Judy Alvarez
- Country (sports): United States
- Born: April 2, 1943 (age 82)
- Plays: Right-handed

Singles

Grand Slam singles results
- French Open: 4R (1963)
- Wimbledon: 4R (1964)
- US Open: 4R (1963)

= Judy Alvarez =

American tennis player

Judy Alvarez (born April 2, 1943) is an American former professional tennis player.

Alvarez grew up in the Tampa neighborhood of Ybor City, and she is of Cuban and Italian descent. Her Cuban-American father was a bus driver, and her Sicilian-born mother worked in a cigar factory.

A Florida state junior champion, Alvarez won the Orange Bowl in 1961, and the following year, she graduated from Jefferson High School. She attended the University of Tampa on a football scholarship, with the college yet to have established a women's tennis team.

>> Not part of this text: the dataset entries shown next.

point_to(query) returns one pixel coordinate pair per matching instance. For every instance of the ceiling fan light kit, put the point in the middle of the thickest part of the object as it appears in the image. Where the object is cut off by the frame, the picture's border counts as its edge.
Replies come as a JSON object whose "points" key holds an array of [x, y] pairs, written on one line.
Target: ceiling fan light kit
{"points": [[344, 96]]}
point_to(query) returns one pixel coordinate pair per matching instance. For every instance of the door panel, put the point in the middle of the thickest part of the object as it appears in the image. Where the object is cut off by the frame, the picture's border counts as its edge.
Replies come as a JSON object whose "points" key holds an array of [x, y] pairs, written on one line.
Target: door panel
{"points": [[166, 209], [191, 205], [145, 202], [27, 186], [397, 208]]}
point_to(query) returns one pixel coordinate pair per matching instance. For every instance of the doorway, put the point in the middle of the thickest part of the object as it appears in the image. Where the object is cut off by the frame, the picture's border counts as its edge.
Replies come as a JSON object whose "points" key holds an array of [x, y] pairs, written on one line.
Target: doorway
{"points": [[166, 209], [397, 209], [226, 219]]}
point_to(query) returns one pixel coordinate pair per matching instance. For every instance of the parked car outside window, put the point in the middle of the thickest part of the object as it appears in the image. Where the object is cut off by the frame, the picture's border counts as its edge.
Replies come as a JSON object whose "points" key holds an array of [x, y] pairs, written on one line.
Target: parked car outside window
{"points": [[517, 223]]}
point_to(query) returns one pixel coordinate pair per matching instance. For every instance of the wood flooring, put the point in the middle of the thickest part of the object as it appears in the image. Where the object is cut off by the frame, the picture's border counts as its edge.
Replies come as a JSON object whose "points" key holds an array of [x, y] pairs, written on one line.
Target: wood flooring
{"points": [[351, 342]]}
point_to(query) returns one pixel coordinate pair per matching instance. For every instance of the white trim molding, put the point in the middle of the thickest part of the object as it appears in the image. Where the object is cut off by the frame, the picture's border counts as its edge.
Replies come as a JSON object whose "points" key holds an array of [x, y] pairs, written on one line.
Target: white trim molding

Alvarez's best performance at Wimbledon was when she made the round of 16 in 1964, which included a win over Virginia Wade. She also reached the round of 16 at the French and U.S. Championships during her career.

By the age of 21 she was ranked sixth nationally, but then suddenly she quit the tour after being overlooked for the Wightman Cup team despite recently having beaten Darlene Hard and Billie Jean Moffitt.

In the 1970s, she made a brief comeback to the professional tour.